Wait, I get it. The dead animals in this exhibition may seem to date it but the terror of death that pulses here is all too 2020. Around the walls are cases arrayed with medicines including Retrovir, the first drug approved in the US for HIV, reflecting the medical crisis that intensified art in the early 1990s. If Hirst was updating his medical supplies he might add dexamethasone and remdesivir, which President Trump received for his Covid.
This fascination with healing proves that Hirst, who this year released his own NHS rainbow, is no psychopath. There are two dead men’s heads in this show but they only appear in photographs. Here’s young Hirst, a student in Leeds, laughing next to a severed head in the city morgue. But in reality he never did pickle his grandmother. Hirst does not think human beings are meat. He thinks other animals are.
The philosophy on display here is classical humanism with a side order of Cartesian dualism. Like the French thinker Descartes, Hirst believes we are fundamentally different from other creatures. That is because we have consciousness – above all, the consciousness of death. There’s a huge piece, half sculpture and half painting, that lays out a puke-making collection of cigarette butts. Hirst, in one of the meditations written up throughout the show, points out, in case you’re thick, that smoking is about death.
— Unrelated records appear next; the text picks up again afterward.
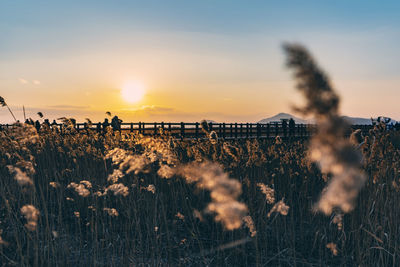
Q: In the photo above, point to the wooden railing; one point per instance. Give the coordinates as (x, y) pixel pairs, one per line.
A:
(194, 131)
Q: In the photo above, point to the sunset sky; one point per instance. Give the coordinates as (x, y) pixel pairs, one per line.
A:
(219, 60)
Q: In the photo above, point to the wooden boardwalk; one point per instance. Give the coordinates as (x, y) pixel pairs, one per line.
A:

Lest you don’t give your mortality much thought and Covid-19 is just something that’s happening to other people, Hirst’s classic art keeps screaming the fragility of all organic matter. And finally, here’s what the cow heads are for: food for flies. The daunting installation A Hundred Years is more or less identical to its better known companion A Thousand Years. A big, black-framed, transparent tank is divided in two, with a small aperture between them. In the first, myriads of flies are born and buzz about. In the second, they can feast on a bloody cow’s head as it deliciously rots – but they risk being frazzled by an insect-o-cutor. Generations of flies will pass as world history is trapped in this enclosed allegory. The tray under the glowing blue insect killer was already full.
So many lives, so many deaths. And us, looking at a vibrating array of dark dots, a blue light, a pool of purple thickening gore. A Hundred Years should be in a museum for ever. Perhaps everything else by its inventor will be forgotten. But this is more lethally brilliant than anything by Marcel Duchamp.
The exhibition’s only weakness is its inclusion of Hirst’s vacuous paintings. Dots and spun splashes that make me shrug. He is not a painter, but a metaphysician. It’s fair to say Hirst looks here like a prophet. Suspend your ethical doubts and eat his art.